5.Destroying the previous manifestation in itself and thus turning into animate substance and also remaining permanent as soul, the soul substance itself is the permanent case and

6.Being the producer of the living soul substance on its own basis, the soul substance is the basis case.

In reality the karma itself changes into the six cases and as such does not stand in need of the six cases of any other substance. Likewise, the soul manifests itself into the six cases and does not need the help of the six cases of any other substance; therefore, from the intrinsic point of view, soul is not the doer of the karmas and the karmas are not the doer of the soul.

From the real point of view, the matter substance itself manifests in the shape of the eight Karmas and the soul substance as the Audyik Bhawas. The cases of both are quite separate from one another and do not require the help of the other. As such, the cases of one substance do not stand in need of the cases of other substances.

Student :-What do we gain by all this analysis ?

Speaker :-It is clear that wrong belief persists as long as faith retains the conception that one substance can operate the origination or destruction, modifications of any other substance. When the faith entertains the true belief that every substance is the agent (doer) of its own modifications the soul due to its own non-sentient state deserves roaming in the worldly circle of existence and the same soul by dint of its effort can end this state and becomes qualified for the supreme happiness of the liberated state. It is at this point that the manifestation of right faith in the soul starts and on this basis, as the soul develops independence of other entities and proceeds further on the path of conduct, it assumes the shape of soul absorption and complete merger into the sentient nature. It is only convention to say that a substance is the agent responsible for changes in other substances by way of doer, deed, means, receiver, permanent cause or basis; intrinsically every substance is the creator of its own modifications, it is itself the deed, itself the means, itself the receiver, itself the permanent cause and itself its own basis. This is the supreme faith.

Since eternity, this soul has forgotten the six real cases and has been placing its faith in the conventional cases and thus roaming in the wide world. The real path of liberation starts, when this soul really believes in the operation of the six real cases, takes recourse to its eternal sentient nature and arouses in itself the manifestation of the pure soul.
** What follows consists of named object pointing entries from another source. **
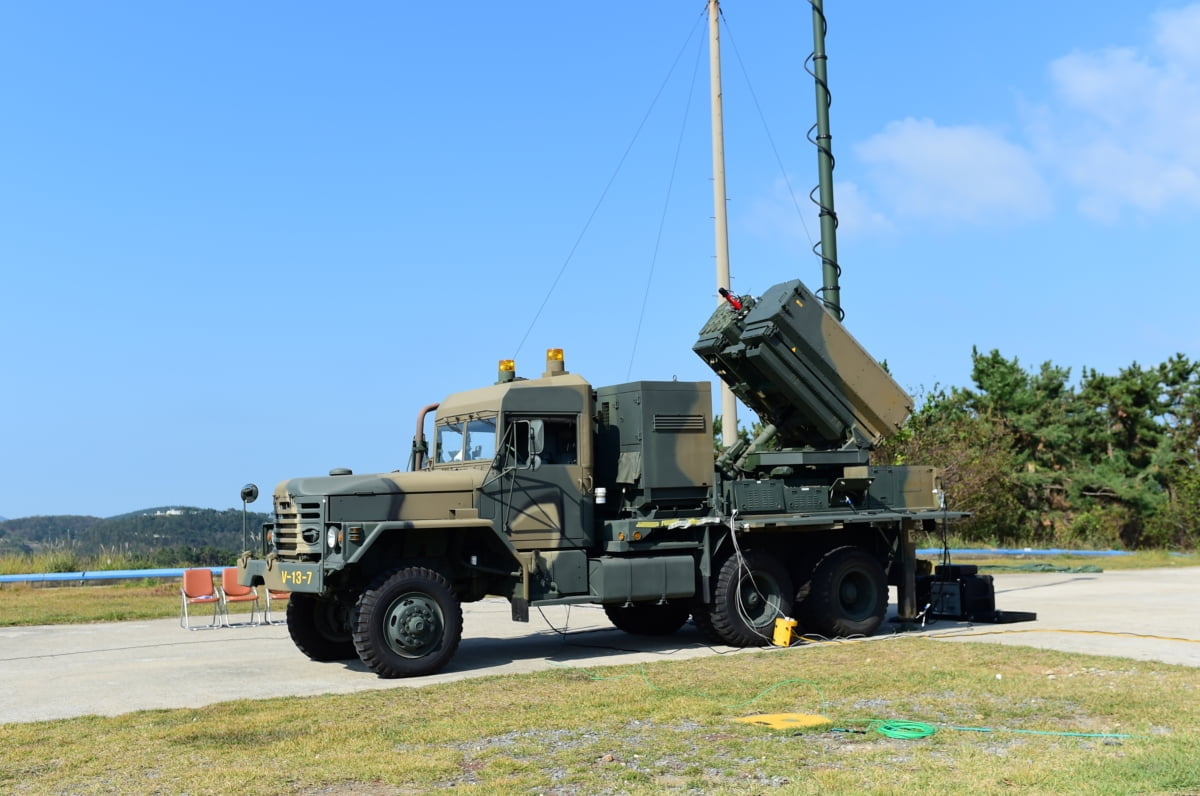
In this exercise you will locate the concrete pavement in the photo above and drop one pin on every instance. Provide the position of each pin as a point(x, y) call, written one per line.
point(61, 671)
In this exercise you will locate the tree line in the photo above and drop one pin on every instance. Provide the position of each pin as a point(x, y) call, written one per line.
point(163, 537)
point(1108, 462)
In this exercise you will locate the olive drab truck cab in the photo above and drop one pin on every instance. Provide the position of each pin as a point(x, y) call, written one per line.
point(551, 491)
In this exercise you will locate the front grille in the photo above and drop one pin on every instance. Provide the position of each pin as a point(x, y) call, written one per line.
point(291, 520)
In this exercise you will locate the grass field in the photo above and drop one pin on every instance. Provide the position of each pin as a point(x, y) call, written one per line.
point(1003, 720)
point(144, 599)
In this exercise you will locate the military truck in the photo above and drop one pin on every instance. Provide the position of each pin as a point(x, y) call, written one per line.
point(551, 491)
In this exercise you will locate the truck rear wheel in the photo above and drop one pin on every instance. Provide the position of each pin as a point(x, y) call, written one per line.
point(318, 628)
point(753, 591)
point(408, 623)
point(849, 594)
point(648, 618)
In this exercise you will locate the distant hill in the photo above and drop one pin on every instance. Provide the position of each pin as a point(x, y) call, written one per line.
point(137, 533)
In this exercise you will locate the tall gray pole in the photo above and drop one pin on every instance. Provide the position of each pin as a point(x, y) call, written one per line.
point(729, 402)
point(831, 292)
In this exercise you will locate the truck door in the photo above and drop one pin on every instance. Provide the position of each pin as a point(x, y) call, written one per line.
point(535, 491)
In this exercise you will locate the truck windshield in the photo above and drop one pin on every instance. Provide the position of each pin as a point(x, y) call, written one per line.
point(466, 441)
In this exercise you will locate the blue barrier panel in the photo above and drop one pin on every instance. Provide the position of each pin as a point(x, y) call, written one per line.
point(102, 574)
point(1025, 551)
point(133, 574)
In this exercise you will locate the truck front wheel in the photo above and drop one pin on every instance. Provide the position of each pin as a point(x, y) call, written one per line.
point(849, 594)
point(318, 627)
point(753, 591)
point(648, 618)
point(408, 623)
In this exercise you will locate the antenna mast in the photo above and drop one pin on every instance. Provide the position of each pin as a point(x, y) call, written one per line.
point(829, 292)
point(729, 402)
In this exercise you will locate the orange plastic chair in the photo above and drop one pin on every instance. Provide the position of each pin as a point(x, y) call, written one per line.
point(234, 592)
point(198, 588)
point(274, 594)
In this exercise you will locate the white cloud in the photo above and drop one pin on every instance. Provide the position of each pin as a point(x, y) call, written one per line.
point(1125, 129)
point(959, 173)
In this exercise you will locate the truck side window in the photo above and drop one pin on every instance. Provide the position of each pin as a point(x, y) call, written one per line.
point(562, 446)
point(559, 440)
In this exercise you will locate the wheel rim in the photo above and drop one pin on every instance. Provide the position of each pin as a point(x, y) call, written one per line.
point(856, 596)
point(760, 599)
point(414, 624)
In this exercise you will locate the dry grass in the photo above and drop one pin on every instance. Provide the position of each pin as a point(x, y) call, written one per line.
point(1051, 723)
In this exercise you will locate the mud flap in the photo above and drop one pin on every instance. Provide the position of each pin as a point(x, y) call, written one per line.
point(520, 609)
As such, a correct knowledge of six cases is necessary in the activity of the purification of the soul.

It has here been said that from the real aspect, the soul does not have any case relationship with other substances. Creatures on the path of emancipation, therefore, in vain invite dependence on others and are unhappy on account of the consequent restlessness in finding external means to achieve this aim.

Student :-We have been very much benefited by the information about real and conventional six cases, but you have not explained why you have discussed six cases only when they are eight in number. Why did you not include vocative and connective cases in the list of cases as such ?

Speaker :-There is no question of vocative being a case, but connective is also not a case. Both these have no relationship with the verb. That which is purposeful in some way or the other in the operation of the verb is alone called a case. Vocative and connective are not purposeful in the operation of the verb and so they have not been included in the cases.

By understanding this scheme of the six cases, tearing your vision from other non-self substances, if you merge yourself in your own being, the soul, you will certainly attain supreme bliss.

Samaysar is the great unique treatise of Jain spiritualism. Pravachansar and Panchastikaya have detailed description of the Jain principles. The above three are also known as Natak Trayi, Prabhrit Trayi and Kundkund Trayi. Acharya Amritchandra has written elaborate commentaries on the three in the Sanskrit language. Commentaries of Acharya Jaisen in Sanskrit are also available.

The present lesson has been written on the basis of Pravachansar and Panchastikaya and their commentaries. Readers are advised to study seriously the treatises of Kundkund in order to understand the subtleties and the principles of Jain spiritualism.